In the liberal version of multiculturalism, every culture must be praised and nurtured except that culture from which the whole liberal tradition itself emerged as a sort of mutant species (to continue with our Darwinian schema). There is a good deal of self-hate here. Liberalism, after all, can be seen as a Christian heresy.
MacIntyre’s vision for the immediate future is bleak. He does not suppose that our present circumstances compare directly with those of 4th C Rome, but he does suppose that there is an historical precedent in the figure of St Benedict. Just as Benedict fled the dying Rome and set up his little community in the desert, so might it be that we will need some similar sort of figure. Our barbarians are not at the gate, they are already amongst us. Unlike Benedict, though, we cannot flee the city.
There is, in fact, quite a diverse group of mainly younger intellectuals who take MacIntyre seriously, and are seeking ways in which, what we once called the western tradition, can survive. Rod Dreher’s The Benedict Option is just one example. One of the things that characterises this group is their political stance. They stand equally apart from the Left and the Right. Their conservatism, if one can really call it that, is not Burkean conservatism. It is much older and goes all the way back to Plato. They are post-liberal and pre-conservative at the same time.

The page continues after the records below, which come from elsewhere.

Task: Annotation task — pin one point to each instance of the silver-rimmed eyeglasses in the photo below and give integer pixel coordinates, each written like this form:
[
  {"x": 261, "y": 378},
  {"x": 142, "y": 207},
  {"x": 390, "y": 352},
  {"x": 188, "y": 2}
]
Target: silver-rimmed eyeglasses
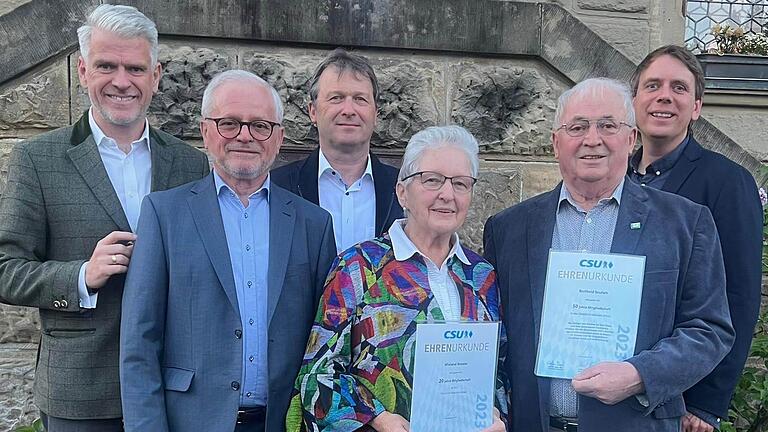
[
  {"x": 434, "y": 181},
  {"x": 230, "y": 128},
  {"x": 605, "y": 127}
]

Then again, of course, there are a great many people today who think that what we call “the western tradition” is an anachronism – something to be ashamed of, and something we must jettison. Every day, we see new assaults on concepts that only a couple of decades ago, were considered to be beyond argument. Little by little, the edifice of the polis is crumbling. This, they take to be a measure of progress toward some Brave New World of supposed unlimited freedom – a “freedom from reality” (to borrow the title of a recent book by D.C. Schindler).
Against such sentiments and developments what can one say. Not very much. I can think only of that lone figure of Dr Johnson standing among the ruins of Ionia and later writing “That man is little to be envied whose patriotism would not gain force upon the plain of Marathon, or whose piety would not grow warmer among the ruins of Iona”.
And so we await, as MacIntyre says, another and doubtless very different St Benedict. But we cannot wait in inaction. Each of us, in our own little social setting, must sow what seeds of truth we can. The exact mechanics of how this is done are beyond my scope here and perhaps will require a great deal more careful thought. Some have suggested a model not unlike that used by the underground resistance in some of the former Soviet satellite countries. Whatever the case, those who believe in an objective moral order will need to enter the field of battle. And MacIntyre has given us some valuable weaponry.